Report: Clinton talking about RFS alternative

Source: By Ed Tibetts, Quad-City Times • Posted: Thursday, August 4, 2016

A new report saying that Hillary Clinton’s campaign has talked with California officials about how the Renewable Fuel Standard might be revamped is drawing criticism from a top Republican in Iowa.

The Clinton campaign said Wednesday, however, that while the RFS, which heavily utilizes corn-based ethanol, needs to be put “back on track,” she does not support replacing it with what is called a low-carbon fuel standard.

Reuters on Wednesday reported that Clinton advisers have contacted the California Air Resources Board to discuss whether the state’s market-based Low Carbon Fuel Standard could be applied at the national level to replace or augment the Renewable Fuel Standard. The article cited as a source officials with the state air resources board.

The report prompted a response Wednesday from U.S. Sen. Chuck Grassley, R-Iowa, who called the RFS a “tremendous success” and warned against changes.

“A low carbon fuel standard, which exists in California, is an invention of those who belittle the carbon benefit of traditional corn ethanol, using a scientifically questionable rationale,” Grassley said in a statement. “Any proposal that opens up or undermines the RFS and results in less ethanol, biodiesel and cellulosic biofuels is a non-starter with those of us who understand the value of renewable fuels and the potential for industry innovation to continue indefinitely.”

Iowa is a key battleground state in the fall presidential election and support for energy incentives, whether they’re for biofuels or wind energy, have often been at issue in political campaigns.

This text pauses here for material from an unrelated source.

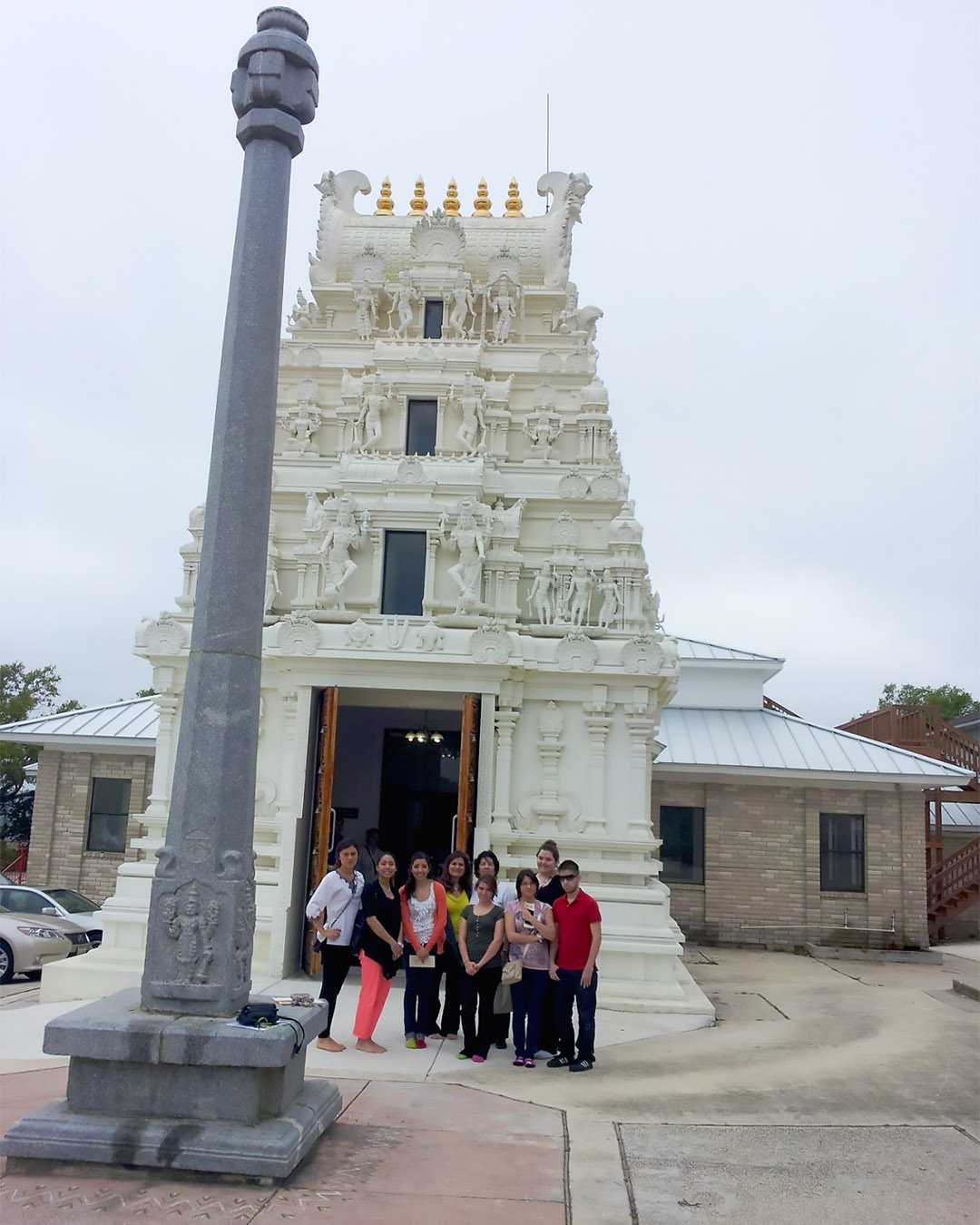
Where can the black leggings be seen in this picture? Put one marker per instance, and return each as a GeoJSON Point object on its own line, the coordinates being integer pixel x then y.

The RFS, which was created by Congress a decade ago, then expanded, requires that a certain amount of renewable fuels be blended into the nation’s fuel supply. By 2020, the goal is to use 36 billion gallons.

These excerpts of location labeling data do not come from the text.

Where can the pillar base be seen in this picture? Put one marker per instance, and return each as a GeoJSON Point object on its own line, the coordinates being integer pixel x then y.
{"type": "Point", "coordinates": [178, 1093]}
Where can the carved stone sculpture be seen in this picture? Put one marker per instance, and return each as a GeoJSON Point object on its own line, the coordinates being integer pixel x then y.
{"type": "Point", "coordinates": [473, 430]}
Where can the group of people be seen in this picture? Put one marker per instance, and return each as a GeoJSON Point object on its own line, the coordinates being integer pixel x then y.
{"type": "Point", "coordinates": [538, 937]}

The oil industry has pushed the Obama administration to back off the authorized levels, citing less demand for gasoline and slow development of advanced biofuels. Corn growers and Iowa politicians have pushed back, urging the Obama administration to stick to levels recommended in the law.

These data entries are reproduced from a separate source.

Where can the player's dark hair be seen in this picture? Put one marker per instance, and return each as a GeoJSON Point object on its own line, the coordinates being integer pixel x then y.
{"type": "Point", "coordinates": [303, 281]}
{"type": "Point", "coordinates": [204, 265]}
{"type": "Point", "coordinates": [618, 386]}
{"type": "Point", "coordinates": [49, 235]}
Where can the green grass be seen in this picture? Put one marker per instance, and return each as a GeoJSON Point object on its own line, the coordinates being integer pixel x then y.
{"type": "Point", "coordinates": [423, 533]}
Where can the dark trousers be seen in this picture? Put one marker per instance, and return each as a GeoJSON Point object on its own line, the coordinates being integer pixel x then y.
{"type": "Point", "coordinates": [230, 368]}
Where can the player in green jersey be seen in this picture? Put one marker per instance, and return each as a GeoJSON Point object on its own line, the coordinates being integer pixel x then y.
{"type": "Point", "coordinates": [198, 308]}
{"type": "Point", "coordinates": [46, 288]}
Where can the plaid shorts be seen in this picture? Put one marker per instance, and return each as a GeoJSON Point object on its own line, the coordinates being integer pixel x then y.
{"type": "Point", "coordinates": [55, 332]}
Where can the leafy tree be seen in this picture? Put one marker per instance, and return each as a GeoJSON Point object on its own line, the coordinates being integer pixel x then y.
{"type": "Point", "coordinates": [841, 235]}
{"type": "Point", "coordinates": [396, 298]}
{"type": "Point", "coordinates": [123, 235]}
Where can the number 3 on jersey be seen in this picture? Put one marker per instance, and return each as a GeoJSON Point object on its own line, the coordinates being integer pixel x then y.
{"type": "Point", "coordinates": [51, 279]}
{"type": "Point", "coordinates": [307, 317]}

Clinton has said that the RFS still can be a powerful tool in advancing renewable fuels but that changes in the energy landscape shouldn’t be ignored. She authored an op-ed in the Cedar Rapids Gazette last year saying changes to the RFS should protect consumers, give investors certainty and improve access to biofuels, including E15, E85 and biodiesel blends.

In a statement Wednesday afternoon, the campaign said it has engaged in a wide range of discussions but it is not supporting a California-like standard at the national level as a replacement for the RFS.

“As Hillary Clinton has said repeatedly during the primary, she is committed to getting the RFS back on track and making sure the U.S. remains a leader in advanced biofuels,” the campaign said. “While we have engaged a wide range of stakeholders and experts throughout the campaign on biofuels and other issues, we do not support replacing the RFS with a national low-carbon fuel standard.”

California’s low carbon standard, established in 2007, requires that fuel producers lessen the carbon intensity of their products. But it gives producers the leeway to develop their own fuels or buy credits on an open market from companies that develop or sell low-carbon fuels. The standard requires a 10 percent reduction in 2020.